Malteser Hilfsdienst Braunschweig/Katastrophenschutz/Einsätze

Evakuierung wegen Bombenfund im Bereich Celler Straße

Am 11.10.2006 wurden verschiedenste Einsatzeinheiten der Freiwilligen Feuerwehren und der Hilfsorganisationen zur Evakuierung einiger Straßenzüge im Bereich Celler Straße eingesetzt.

Vorausgegangen war am Vortag der Fund einer 48 Kg-Fliegerbombe aus dem 2.Weltkrieg. Diese wurde bei Erdrückearbeiten entdeckt. Der Kampfmittelräumdienst wurde angefordert und die zuständigen Stellen der Behörden stimmten sich am Abend ab, dass die Entschärfung am Folgetag erfolgen sollte.

Am Mittwoch wurden dann die SEG-Transport des ASB, die SEG-Betreuung des DRK sowie die SEG-Sanität der Malteser zum Einsatz gebracht.

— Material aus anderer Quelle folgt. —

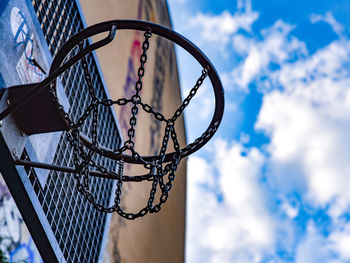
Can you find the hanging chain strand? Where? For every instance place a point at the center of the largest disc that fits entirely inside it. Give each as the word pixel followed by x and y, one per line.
pixel 135 99
pixel 160 174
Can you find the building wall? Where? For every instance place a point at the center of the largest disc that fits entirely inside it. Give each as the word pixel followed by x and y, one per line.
pixel 155 237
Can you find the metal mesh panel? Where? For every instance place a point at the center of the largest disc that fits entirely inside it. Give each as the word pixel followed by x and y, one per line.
pixel 77 226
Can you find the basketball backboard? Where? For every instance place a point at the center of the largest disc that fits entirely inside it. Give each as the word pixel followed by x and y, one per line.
pixel 63 226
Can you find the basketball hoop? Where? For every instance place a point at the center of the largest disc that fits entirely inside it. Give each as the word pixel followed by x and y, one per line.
pixel 24 101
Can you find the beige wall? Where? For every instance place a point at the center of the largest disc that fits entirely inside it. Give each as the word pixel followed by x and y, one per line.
pixel 155 237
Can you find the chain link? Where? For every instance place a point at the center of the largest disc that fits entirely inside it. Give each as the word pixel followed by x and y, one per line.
pixel 161 175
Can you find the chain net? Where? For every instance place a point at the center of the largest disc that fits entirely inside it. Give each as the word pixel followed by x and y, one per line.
pixel 161 173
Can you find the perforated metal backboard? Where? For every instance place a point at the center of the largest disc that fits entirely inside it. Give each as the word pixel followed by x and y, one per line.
pixel 64 226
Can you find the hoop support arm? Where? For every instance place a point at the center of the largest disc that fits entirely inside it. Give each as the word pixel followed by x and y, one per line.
pixel 59 168
pixel 45 83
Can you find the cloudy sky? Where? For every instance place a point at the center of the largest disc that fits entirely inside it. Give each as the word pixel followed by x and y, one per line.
pixel 274 183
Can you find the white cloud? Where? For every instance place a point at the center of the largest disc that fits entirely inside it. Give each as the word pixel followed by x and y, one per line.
pixel 340 242
pixel 329 19
pixel 276 47
pixel 313 248
pixel 308 123
pixel 238 229
pixel 220 28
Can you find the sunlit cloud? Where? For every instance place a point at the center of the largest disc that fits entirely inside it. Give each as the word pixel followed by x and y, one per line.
pixel 237 227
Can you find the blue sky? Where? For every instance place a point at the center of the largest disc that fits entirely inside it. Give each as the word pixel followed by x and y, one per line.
pixel 273 184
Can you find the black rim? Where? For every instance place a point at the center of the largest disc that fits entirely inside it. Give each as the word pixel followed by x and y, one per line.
pixel 110 26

Weiterhin Führungsdienste der Berufsfeuerwehr, der ELW2 und diverse Fachzüge der Freiwilligen Feuerwehren. Natürlich waren auch umfangreiche Einsatzmittel der Polizei vor Ort.

Die Malteser bekamen mehrere Einsatzaufträge.

Besetzt wurden 2 KTW, 1 RTW und ein MTW (Mannschaftstransportwagen) für den Bereich der Transporte von hilfebedürftigen Anwohnern. Zusätzlich sollten die Malteser unterstützend im Bereich der Realschulturnhalle Sidonienstraße tätig werden, wo das DRK eine Auffangstation für Evakuierte einrichten sollte. Mittels Linienbussen, MTW und KTW wurden hierher Anwohner des Evauierungsgebiets gebracht, die keine andere Unterbringungsmöglichkeit erreichen konnten. Die Malteser organisierten hier die Eingangstriage der nicht gehfähigen Evakuierten und richteten einen Sanitätsbereich für besonders beteuungsbedürftige Bürger ein.

Weiterhin wurde in der Kantine des Klinikums Celler Straße eine Sanitätsstation für etwaiig dort ankommende Anwohner eingerichtet.

Ab 7 Uhr morgens standen die Transportmittel am Sammelplatz Celler Straße einsatzbereit und warteten, bis ca. um 9 Uhr die ersten Transporte anstanden.

Um 11 Uhr konnte dann plangerecht mit der Entschärfung der Bombe begonnen werden. Bis dahin wurden insgesamt 9 Patiententransporte durchgeführt. Mittels Linienbussen und anderen Transportmitteln kamen somit ca. 60-80 Menschen in der Sporthalle Sidonienstraße unter und wurden dort mit Obst, Getränken und Süßigkeiten durch das DRK versorgt. Gleichfalls standen hier mehrere Notfallseelsorger bereit, um sich den Nöten und Ängsten der überwiegend älteren Anwohner anzunehmen.

Um 11:30 Uhr war die Bombe erfolgreich entschärft und die Evakuierten konnten den Weg in Ihre Wohnungen antreten bzw. wurden wieder dorthin transortiert.

Der Einsatz verlief sehr harmonisch und ruhig. Sicher lag das an der mittlerweile sehr umfangreichen Erfahrung aller eingesetzten Kräfte im "Geschäft" mit Evakuierungen - aber zum Teil wohl auch daran, dass es sich dieses Mal um ein recht kleines Evakuierungsgebiet handelte.